Here’s an example. Back in my 30’s I was walking down the hospital corridor after going to the ladies room. And one of the anesthesiologists stopped me to tell me that my skirt was tucked up into my panty hose! I thought I’d die of embarrassment. I thought of little else for three days. It made me sick to my stomach. Would he tell all the other doctors? How could I have been such a fool? My mind reeled with the shame of it all. And it was a physical reaction that I simply couldn’t talk myself out of—no matter how hard I tried.
Having done quite a bit of work on the subject of shame at that time, I also knew (intellectually at least), that my reaction had something to do with some kind of shameful experience from childhood in which I had learned that anything having to do with the bathroom and exposure of one’s underwear was truly shameful. I couldn’t remember any childhood trauma of this nature, however.

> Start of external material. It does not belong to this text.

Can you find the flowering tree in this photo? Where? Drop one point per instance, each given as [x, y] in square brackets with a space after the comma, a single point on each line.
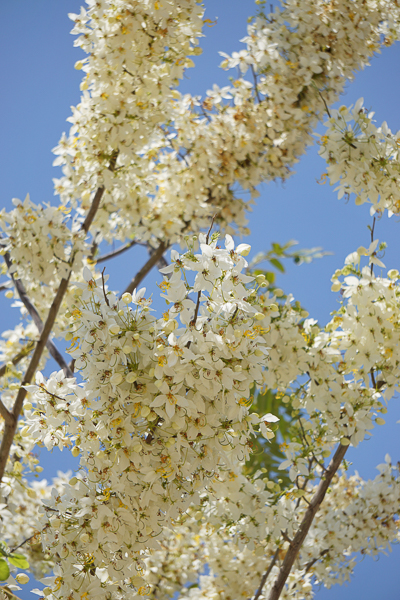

Fast-forward 20 years. In my early 50’s, I was in a Starbucks in California. And when I emerged from the ladies room, one of the young women behind the counter told me that my skirt was tucked up into my pantyhose! This time I simply laughed, removed the skirt, and didn’t think another thing of it—except to congratulate myself on having thrown off so much shame in the ensuing 20 years!! I’ll bet you can come up with your own examples.
By the age of 50 or so, your self-worth is no longer based nearly as much on how you look, who you’re with, or many of the other externals factors that are simply not that important. By the age of 50 most of us have also gone through the death of at least a few close loved ones. (My father and sister died within a nine months of each other when I was 27 years old.) We know what grief feels like. And compared to the loss of a family member or other loved one, walking out of the ladies room flashing your backside to the world is truly no big deal! So whether it’s a small humiliation or a big grief, at midlife you know the truth of the saying, “This too shall pass.” What a huge relief, eh?